5 consejos para ayudar a tu adolescente problemático.
Depresión del desarrollo y depresión atípica
La depresión del desarrollo es parte normal de la adolescencia, resultado de la maduración biológica y psicológica, desequilibrios hormonales e irregularidades en el desarrollo cerebral, lo que alimenta la inestabilidad emocional. En cambio, la depresión atípica es más grave y suele estar impulsada por factores externos como el divorcio, conflictos familiares, dificultades en la escuela y problemas sociales.
La depresión atípica se distingue por su mayor intensidad y por estar más ligada a tensiones externas.
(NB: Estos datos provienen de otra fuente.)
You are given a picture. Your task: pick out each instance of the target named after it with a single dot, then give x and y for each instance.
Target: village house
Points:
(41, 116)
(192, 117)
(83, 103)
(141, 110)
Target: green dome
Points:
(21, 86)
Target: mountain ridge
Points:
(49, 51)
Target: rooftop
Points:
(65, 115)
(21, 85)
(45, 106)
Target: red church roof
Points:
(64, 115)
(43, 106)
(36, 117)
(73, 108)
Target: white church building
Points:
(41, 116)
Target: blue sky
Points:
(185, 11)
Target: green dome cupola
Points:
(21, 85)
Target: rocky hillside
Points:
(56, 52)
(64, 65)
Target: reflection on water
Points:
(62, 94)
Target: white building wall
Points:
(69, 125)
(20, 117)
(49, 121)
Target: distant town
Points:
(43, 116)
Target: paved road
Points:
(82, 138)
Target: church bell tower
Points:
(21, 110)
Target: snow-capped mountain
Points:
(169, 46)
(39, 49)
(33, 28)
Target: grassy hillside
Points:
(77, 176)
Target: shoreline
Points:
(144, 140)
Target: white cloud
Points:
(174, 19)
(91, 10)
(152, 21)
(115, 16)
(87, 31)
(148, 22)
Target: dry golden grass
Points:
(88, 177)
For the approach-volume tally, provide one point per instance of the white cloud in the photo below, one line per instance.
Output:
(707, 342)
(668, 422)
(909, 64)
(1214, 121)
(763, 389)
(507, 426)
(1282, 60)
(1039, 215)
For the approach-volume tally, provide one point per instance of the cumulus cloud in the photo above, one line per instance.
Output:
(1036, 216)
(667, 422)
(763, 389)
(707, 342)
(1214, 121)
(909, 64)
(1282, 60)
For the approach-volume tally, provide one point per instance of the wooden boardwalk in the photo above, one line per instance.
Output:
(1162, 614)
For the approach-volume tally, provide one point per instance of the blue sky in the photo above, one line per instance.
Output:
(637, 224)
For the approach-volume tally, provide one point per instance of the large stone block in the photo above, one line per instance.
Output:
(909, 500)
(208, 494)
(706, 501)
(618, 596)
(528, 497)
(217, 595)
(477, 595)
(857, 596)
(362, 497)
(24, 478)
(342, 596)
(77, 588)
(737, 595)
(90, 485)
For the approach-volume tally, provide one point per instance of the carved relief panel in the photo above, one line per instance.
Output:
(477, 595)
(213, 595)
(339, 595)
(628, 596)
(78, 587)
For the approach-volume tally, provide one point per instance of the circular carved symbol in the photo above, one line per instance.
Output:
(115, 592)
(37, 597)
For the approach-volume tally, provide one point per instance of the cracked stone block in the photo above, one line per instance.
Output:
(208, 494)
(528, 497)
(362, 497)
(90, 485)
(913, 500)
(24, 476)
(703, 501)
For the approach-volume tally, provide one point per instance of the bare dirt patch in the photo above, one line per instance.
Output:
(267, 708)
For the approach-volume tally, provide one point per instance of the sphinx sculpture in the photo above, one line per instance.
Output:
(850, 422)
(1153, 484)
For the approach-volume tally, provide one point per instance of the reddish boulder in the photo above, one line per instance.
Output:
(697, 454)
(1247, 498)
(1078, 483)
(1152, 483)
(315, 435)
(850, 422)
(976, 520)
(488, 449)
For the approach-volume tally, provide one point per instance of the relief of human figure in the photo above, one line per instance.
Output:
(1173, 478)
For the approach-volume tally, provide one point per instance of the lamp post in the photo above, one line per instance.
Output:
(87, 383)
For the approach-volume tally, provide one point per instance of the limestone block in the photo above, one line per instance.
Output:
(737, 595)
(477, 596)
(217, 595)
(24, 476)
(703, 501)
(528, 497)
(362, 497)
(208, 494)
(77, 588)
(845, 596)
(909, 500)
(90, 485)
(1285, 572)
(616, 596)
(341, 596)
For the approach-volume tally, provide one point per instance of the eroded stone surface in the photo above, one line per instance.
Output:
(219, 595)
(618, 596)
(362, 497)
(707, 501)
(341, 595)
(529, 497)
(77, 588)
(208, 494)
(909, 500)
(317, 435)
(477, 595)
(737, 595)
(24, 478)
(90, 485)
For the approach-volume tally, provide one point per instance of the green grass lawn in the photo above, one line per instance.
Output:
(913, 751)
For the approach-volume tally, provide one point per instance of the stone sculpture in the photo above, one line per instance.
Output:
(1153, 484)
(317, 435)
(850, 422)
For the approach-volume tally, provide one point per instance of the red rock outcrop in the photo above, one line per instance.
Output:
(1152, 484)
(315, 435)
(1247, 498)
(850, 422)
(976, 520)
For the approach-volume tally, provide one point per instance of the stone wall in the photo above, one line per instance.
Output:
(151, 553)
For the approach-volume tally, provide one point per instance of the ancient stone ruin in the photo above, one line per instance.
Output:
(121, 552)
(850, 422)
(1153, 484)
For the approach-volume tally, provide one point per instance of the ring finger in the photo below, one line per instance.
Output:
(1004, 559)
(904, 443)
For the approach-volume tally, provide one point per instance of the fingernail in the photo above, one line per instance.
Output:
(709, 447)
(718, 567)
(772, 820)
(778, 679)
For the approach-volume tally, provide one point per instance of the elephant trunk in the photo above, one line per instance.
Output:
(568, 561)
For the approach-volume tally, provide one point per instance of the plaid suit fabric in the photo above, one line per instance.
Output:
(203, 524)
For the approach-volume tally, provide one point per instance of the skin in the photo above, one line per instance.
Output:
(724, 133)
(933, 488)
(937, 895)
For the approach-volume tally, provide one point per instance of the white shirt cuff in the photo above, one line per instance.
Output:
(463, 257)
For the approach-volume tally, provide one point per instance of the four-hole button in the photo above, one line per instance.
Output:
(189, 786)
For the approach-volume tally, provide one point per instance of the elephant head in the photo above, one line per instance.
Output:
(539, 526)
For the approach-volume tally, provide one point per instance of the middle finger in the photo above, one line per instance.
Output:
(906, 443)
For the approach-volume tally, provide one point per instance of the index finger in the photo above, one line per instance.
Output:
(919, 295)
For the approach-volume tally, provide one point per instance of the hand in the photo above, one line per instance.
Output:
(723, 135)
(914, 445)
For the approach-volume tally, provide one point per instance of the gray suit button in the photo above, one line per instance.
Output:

Varios profesionales señalan que, en ocasiones, las crisis emocionales de los adolescentes pueden estar enmarcadas en estos dos cuadros, por lo que es clave observar la evolución y el contexto de cada caso.
Señales de alerta en la adolescencia
- Descenso sostenido del rendimiento académico.
- Peleas frecuentes con padres o con compañeros.
- Tristeza o ansiedad persistente.
- Cambios de comportamiento, como pasar de ser muy sociable a aislarse.
- Problemas legales ocasionales o conductas de riesgo.
- Pérdida de interés en pasatiempos o actividades que antes disfrutaba.
- Sentimientos de desesperanza respecto al futuro.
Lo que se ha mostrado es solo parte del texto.